Warta

PBNU Minta Ahmadiyah Legowo Jadi Agama Baru Saja

NU Online  ·  Rabu, 6 Oktober 2010 | 06:07 WIB

Jakarta, NU Online
Ketua PBNU Slamet Effendy Yusuf meminta fihak Ahmadiyah secara legowo memposisikan diri sebagai agama baru sehingga memperoleh hak-haknya sebagai minoritas dan umat Islam tidak merasa tersakiti. Ini menurutnya merupakan win-win solution.

“Teman-teman Ahmadiyah sebaiknya berbesar hati mengikuti jalan yang ditempuh di berbagai negara lain.
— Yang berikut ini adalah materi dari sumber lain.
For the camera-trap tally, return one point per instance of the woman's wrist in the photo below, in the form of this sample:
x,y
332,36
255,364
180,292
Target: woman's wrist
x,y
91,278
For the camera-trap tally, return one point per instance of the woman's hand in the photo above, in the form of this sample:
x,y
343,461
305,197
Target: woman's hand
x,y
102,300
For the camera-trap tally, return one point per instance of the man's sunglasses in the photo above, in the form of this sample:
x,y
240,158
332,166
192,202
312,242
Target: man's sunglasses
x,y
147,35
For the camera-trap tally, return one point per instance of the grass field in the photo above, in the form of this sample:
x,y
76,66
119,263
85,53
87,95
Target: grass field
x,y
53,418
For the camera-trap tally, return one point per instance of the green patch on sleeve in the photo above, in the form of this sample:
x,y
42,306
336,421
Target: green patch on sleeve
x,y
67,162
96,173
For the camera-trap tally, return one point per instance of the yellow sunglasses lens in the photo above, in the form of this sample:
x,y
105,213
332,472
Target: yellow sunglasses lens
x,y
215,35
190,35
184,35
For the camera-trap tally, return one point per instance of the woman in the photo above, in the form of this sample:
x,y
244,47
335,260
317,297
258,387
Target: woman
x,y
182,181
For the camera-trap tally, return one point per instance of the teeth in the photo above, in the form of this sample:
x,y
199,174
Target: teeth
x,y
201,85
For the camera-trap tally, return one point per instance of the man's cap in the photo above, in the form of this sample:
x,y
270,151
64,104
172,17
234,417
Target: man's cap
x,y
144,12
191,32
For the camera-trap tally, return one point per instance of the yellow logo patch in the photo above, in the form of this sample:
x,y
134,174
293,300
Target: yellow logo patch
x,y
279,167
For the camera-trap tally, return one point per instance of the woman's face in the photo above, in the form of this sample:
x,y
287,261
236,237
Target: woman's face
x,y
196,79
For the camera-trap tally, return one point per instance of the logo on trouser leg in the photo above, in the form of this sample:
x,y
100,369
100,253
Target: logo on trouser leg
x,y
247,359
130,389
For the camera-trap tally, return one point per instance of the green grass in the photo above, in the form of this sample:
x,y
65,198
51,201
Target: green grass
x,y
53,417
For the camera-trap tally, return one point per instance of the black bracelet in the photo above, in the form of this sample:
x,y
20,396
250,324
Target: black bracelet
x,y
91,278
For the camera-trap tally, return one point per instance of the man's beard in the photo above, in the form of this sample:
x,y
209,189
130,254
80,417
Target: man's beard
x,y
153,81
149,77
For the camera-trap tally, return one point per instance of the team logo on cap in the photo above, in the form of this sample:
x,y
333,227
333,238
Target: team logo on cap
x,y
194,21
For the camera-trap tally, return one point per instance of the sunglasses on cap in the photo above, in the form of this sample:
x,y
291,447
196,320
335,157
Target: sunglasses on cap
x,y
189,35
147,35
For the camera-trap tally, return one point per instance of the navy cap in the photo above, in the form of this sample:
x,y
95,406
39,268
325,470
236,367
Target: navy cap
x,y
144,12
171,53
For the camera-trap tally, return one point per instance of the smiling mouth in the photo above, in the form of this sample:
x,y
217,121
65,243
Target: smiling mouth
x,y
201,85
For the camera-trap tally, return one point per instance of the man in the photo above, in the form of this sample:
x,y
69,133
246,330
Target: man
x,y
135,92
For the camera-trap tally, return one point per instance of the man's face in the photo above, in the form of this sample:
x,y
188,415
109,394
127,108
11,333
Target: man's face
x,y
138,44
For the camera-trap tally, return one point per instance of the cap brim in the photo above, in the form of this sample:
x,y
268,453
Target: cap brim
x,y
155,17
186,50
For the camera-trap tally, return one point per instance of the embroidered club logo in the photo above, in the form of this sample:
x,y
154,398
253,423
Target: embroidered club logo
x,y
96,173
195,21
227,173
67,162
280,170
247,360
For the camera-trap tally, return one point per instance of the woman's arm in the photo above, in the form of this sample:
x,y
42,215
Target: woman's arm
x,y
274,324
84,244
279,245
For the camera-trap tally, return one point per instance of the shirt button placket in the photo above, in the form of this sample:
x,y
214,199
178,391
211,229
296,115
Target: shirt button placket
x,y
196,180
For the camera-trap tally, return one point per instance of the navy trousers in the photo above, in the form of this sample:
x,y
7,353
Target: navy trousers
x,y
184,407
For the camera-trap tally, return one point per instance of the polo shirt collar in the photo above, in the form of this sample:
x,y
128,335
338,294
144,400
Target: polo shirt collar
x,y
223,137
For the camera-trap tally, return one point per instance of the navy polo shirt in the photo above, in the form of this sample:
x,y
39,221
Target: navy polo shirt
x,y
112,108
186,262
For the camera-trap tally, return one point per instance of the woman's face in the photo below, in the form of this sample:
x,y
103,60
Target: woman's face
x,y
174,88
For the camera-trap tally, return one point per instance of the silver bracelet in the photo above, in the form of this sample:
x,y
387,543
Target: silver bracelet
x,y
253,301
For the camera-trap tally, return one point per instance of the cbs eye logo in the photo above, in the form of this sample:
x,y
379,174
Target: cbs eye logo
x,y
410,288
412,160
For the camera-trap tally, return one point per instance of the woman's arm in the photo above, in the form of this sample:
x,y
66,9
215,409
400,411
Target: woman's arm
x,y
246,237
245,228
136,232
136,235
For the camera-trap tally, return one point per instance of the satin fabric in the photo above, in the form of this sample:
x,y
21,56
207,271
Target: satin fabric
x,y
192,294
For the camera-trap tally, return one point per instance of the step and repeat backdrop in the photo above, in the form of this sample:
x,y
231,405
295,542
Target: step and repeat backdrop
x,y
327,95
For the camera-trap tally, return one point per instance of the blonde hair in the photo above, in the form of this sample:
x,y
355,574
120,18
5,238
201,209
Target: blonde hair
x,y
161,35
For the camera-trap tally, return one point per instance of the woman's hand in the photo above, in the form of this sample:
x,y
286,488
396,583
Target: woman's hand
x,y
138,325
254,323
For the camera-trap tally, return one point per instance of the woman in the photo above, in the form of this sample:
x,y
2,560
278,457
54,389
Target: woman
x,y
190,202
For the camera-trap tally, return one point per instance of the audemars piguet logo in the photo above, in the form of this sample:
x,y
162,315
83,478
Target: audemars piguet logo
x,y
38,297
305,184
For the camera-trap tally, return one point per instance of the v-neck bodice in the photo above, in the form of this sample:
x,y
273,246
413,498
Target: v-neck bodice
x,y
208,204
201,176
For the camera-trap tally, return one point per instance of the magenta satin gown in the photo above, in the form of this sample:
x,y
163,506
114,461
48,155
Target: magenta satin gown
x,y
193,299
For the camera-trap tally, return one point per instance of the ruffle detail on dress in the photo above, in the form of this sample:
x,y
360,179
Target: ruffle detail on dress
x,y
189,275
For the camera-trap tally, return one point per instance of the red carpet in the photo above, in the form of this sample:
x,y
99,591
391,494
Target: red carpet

Eksistensinya tetap ada tetapi tidak berbenturan dengan Islam mainstream,” katanya ketika menerima rombongan dari Gerakan Peduli Pluralisme di gedung PBNU, Rabu (6/10).<>

Di Pakistan, tempat Ahmadiyah lahir, aliran ini tidak dikelompokkan sebagai bagian dari Islam, tetapi sebagai kelompok minoritas non muslim seperti agama lainnya, Kristen, Protestan, Hindu dan lainnya.

Ia menegaskan, persoalan Ahmadiyah perlu dicarikan solusi abadi untuk menghindari konflik dalam masyarakat yang terus terjadi, dan ini tak bisa hanya berpedoman pada sesuatu yang normative.
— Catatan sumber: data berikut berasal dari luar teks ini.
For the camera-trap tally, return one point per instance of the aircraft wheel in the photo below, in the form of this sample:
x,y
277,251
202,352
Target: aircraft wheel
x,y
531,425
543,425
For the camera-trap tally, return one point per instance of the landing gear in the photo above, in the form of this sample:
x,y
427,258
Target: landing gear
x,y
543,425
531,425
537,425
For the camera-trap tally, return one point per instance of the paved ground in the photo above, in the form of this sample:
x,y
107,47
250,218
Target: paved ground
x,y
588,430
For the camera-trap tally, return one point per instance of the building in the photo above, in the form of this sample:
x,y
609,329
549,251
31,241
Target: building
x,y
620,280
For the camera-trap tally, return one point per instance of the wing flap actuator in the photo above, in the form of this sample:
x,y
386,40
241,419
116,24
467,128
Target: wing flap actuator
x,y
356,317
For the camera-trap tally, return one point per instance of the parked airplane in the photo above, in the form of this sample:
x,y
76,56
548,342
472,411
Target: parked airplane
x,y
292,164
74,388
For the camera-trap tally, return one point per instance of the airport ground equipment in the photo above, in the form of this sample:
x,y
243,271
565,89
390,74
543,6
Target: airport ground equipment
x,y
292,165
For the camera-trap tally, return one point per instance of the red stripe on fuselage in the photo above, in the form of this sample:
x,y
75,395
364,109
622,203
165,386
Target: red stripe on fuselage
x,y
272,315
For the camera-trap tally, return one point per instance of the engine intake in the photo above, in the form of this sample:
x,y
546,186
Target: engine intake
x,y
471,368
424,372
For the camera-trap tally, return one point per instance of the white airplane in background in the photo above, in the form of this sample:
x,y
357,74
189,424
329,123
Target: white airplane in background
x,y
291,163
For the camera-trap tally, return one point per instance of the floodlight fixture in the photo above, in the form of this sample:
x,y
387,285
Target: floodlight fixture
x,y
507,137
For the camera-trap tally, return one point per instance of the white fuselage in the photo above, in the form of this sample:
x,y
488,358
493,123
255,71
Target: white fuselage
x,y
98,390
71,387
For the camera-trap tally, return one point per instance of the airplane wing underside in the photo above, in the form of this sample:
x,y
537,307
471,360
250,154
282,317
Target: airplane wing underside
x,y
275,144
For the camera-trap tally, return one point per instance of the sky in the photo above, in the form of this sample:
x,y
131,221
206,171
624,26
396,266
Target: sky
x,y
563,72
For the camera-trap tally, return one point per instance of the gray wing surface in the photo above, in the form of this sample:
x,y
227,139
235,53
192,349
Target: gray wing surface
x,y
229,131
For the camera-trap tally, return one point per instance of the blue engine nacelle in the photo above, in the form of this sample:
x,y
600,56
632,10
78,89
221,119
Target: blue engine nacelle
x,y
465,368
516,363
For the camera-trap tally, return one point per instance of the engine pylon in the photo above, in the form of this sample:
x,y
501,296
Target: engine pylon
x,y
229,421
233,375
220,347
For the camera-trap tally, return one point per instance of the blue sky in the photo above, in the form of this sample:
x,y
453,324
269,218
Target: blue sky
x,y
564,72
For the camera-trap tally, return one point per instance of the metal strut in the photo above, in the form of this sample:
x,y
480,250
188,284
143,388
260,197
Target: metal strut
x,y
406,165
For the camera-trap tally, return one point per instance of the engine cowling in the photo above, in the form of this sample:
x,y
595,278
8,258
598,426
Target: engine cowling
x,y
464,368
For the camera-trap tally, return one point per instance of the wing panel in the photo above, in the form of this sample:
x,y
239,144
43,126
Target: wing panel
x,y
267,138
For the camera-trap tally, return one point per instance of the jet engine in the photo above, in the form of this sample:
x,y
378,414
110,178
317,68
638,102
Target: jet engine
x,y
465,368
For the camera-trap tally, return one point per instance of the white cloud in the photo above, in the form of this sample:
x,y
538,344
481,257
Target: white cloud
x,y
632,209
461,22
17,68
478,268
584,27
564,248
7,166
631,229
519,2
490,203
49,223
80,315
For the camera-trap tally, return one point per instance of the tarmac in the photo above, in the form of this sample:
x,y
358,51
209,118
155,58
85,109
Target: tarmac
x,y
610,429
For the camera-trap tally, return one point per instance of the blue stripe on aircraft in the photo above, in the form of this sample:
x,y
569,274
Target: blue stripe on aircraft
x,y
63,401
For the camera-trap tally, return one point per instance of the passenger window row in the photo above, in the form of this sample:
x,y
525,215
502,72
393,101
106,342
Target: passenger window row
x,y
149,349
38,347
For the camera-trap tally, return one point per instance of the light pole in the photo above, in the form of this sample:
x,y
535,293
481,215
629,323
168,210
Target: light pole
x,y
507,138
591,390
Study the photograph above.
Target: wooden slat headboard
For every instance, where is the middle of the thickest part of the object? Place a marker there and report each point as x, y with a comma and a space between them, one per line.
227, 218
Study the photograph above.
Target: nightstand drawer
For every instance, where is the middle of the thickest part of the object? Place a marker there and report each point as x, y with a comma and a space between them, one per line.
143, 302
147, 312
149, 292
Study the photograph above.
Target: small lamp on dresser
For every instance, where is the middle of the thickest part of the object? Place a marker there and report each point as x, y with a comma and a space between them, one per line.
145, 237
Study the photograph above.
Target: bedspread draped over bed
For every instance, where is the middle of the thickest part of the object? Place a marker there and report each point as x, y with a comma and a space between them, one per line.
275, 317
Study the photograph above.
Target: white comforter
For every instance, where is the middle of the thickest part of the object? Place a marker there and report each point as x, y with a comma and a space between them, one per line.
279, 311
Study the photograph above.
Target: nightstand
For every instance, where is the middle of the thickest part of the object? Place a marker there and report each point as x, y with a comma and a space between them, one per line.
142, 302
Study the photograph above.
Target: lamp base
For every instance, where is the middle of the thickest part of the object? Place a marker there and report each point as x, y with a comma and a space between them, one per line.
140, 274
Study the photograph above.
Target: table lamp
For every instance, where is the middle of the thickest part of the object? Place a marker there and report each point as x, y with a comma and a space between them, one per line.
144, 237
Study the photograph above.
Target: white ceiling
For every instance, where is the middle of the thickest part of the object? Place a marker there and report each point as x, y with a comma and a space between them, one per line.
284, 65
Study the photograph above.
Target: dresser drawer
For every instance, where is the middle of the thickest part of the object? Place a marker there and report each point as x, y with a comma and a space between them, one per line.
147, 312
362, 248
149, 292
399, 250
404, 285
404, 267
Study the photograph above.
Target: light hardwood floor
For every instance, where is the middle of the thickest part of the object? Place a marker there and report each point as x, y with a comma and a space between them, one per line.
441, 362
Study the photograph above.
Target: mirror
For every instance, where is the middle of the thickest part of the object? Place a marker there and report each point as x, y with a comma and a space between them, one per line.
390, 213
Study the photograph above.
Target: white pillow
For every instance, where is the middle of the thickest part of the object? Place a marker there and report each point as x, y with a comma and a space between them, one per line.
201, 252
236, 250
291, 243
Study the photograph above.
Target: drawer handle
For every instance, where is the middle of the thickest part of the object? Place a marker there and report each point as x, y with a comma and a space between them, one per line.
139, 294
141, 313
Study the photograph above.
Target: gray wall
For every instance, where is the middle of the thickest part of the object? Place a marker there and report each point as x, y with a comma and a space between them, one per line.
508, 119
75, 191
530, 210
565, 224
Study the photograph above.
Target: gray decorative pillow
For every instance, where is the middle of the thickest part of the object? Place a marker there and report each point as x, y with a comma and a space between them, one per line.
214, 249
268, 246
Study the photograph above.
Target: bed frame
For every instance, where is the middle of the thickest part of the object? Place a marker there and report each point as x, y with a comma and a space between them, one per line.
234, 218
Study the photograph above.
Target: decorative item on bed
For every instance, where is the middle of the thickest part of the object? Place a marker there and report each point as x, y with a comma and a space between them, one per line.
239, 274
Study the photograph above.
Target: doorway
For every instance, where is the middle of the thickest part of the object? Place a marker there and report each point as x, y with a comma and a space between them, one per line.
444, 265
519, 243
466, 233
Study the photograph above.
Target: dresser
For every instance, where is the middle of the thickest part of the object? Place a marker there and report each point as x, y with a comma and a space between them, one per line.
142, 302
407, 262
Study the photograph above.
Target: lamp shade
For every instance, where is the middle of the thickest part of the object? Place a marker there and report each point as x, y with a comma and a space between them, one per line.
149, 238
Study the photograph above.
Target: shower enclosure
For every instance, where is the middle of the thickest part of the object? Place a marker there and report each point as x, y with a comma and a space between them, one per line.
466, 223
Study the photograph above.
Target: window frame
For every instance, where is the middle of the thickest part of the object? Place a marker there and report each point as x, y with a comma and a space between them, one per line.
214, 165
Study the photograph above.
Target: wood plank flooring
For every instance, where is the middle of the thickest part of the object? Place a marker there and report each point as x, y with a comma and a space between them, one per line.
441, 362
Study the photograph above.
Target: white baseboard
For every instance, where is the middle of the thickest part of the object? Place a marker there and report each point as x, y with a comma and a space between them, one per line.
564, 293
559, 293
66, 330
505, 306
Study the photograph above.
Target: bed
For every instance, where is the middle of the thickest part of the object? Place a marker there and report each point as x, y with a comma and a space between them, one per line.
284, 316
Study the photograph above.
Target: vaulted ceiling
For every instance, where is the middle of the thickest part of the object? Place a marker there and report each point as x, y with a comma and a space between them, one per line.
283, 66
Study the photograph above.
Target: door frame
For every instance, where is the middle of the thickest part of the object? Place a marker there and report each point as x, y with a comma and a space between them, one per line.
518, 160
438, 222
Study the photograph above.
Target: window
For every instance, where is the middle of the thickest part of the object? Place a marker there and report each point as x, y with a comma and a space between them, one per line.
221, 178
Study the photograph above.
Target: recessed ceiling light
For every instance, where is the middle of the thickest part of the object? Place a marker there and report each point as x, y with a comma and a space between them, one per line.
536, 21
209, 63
“NU tak menghendaki persoalan ini berlarut-larut dan menjadi bisul yang pecah kalau ada gegeran,” paparnya.

Bagi umat Islam, keyakinan Ahmadiyah bahwa Mirza Ghulam Ahmad sebagai nabi penutup setelah nabi Muhammad merupakan persoalan akidah yang krusial dan komunitas Islam internasional juga telah menetapkan bahwa pandangan ini tidak sesuai dengan ajaran Islam.
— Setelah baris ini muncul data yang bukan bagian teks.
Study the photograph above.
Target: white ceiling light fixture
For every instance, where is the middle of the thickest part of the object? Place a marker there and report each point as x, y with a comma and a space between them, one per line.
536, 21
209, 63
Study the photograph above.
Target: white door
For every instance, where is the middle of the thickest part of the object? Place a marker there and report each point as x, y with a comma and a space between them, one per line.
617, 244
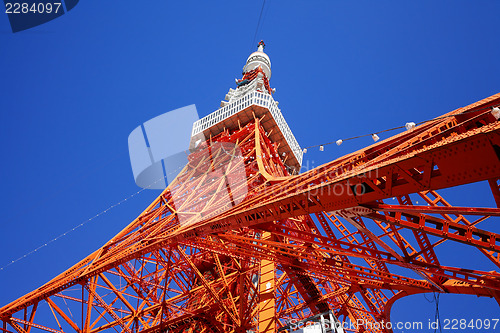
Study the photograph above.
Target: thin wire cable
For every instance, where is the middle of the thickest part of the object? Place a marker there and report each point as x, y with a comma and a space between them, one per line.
401, 127
258, 24
88, 220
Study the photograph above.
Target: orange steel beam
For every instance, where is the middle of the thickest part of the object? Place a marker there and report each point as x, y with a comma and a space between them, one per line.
218, 248
267, 310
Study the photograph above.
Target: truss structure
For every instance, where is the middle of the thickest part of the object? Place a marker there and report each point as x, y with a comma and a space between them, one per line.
272, 247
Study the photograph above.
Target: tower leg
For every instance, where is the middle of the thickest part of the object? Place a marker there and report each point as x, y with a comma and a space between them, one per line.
267, 310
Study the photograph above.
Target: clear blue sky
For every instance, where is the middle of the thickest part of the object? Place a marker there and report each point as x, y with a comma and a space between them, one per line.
73, 89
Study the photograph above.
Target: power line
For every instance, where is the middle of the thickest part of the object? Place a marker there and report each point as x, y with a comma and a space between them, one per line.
87, 221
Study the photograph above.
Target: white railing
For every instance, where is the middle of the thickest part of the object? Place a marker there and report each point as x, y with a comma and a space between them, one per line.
254, 98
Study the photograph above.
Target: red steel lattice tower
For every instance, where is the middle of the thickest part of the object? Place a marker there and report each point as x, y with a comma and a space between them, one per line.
241, 241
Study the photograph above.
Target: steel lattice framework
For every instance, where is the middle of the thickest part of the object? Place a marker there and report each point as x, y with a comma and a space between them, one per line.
296, 246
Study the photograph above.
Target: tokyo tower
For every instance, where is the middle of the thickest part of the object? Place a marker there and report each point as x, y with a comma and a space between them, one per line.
241, 241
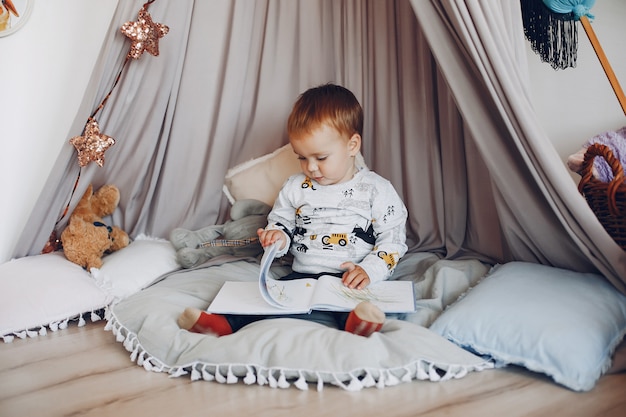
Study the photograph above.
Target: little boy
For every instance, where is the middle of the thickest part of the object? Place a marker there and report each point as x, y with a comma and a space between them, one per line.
335, 218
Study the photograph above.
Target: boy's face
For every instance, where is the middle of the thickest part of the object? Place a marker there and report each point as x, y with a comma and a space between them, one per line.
326, 156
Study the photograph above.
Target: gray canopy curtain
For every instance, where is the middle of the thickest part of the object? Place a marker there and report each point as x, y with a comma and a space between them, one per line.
448, 121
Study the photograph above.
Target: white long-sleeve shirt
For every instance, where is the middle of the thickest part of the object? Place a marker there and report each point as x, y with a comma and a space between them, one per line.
362, 221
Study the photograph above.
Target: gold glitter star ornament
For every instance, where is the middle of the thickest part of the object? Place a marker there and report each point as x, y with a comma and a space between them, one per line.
92, 144
144, 35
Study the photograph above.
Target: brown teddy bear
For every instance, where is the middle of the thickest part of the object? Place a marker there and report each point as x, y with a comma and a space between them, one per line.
87, 238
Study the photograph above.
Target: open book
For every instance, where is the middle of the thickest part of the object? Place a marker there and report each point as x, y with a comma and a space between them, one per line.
272, 296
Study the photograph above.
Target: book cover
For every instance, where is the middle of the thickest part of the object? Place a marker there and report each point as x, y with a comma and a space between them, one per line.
274, 296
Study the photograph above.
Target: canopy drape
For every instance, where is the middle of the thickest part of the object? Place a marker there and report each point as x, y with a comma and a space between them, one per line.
448, 120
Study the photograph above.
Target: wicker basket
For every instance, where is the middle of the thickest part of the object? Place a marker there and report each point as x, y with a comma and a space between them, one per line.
607, 200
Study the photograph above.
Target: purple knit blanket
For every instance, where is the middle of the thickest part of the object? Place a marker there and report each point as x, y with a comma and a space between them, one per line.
617, 142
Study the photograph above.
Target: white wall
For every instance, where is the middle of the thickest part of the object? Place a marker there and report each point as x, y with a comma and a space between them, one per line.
576, 104
45, 67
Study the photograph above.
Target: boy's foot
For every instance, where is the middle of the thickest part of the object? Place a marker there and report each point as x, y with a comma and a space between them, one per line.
365, 319
198, 321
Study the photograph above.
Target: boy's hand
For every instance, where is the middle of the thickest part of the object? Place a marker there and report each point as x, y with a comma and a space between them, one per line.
355, 276
267, 237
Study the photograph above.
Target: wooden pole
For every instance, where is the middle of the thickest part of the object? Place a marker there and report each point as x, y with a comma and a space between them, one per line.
617, 89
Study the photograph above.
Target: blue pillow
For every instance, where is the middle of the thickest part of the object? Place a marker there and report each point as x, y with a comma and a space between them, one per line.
561, 323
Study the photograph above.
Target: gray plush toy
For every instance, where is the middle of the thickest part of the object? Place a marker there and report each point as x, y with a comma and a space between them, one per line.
236, 236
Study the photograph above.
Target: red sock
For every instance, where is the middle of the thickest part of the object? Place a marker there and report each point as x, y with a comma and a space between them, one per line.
211, 323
“Penyelesaiannya ada di Ahmadiyah sendiri, bukan di ormas Islam lainnya,” imbuhnya.

Entjeng Sobirin Najd (Wakil Sekjen PBNU) yang turut hadir dalam pertemuan mengatakan bahwa PBNU tetap menentang aksi-aksi kekerasan dan tindak main hakim sendiri.

"PBNU mengakui berbeda dengan Ahmadiyah secara teologis. Tapi tindak main hakim sendiri tidak dibenarkan," kata Entjeng yang juga peneliti senior di LP3ES.

Sementara itu Sekjen PBNU Iqbal Sullam mengusulkan agar DPR menyelenggarakan studi banding yang “sebenarnya” ke negara-negara tempat Ahmadiyah eksis seperti di Pakistan, India dan Inggris untuk melihat kehidupan mereka secara langsung dan perlindungannya dihadapan UU sehingga bisa menjadi masukan terhadap penyelesaian persoalan di Indonesia. (mkf)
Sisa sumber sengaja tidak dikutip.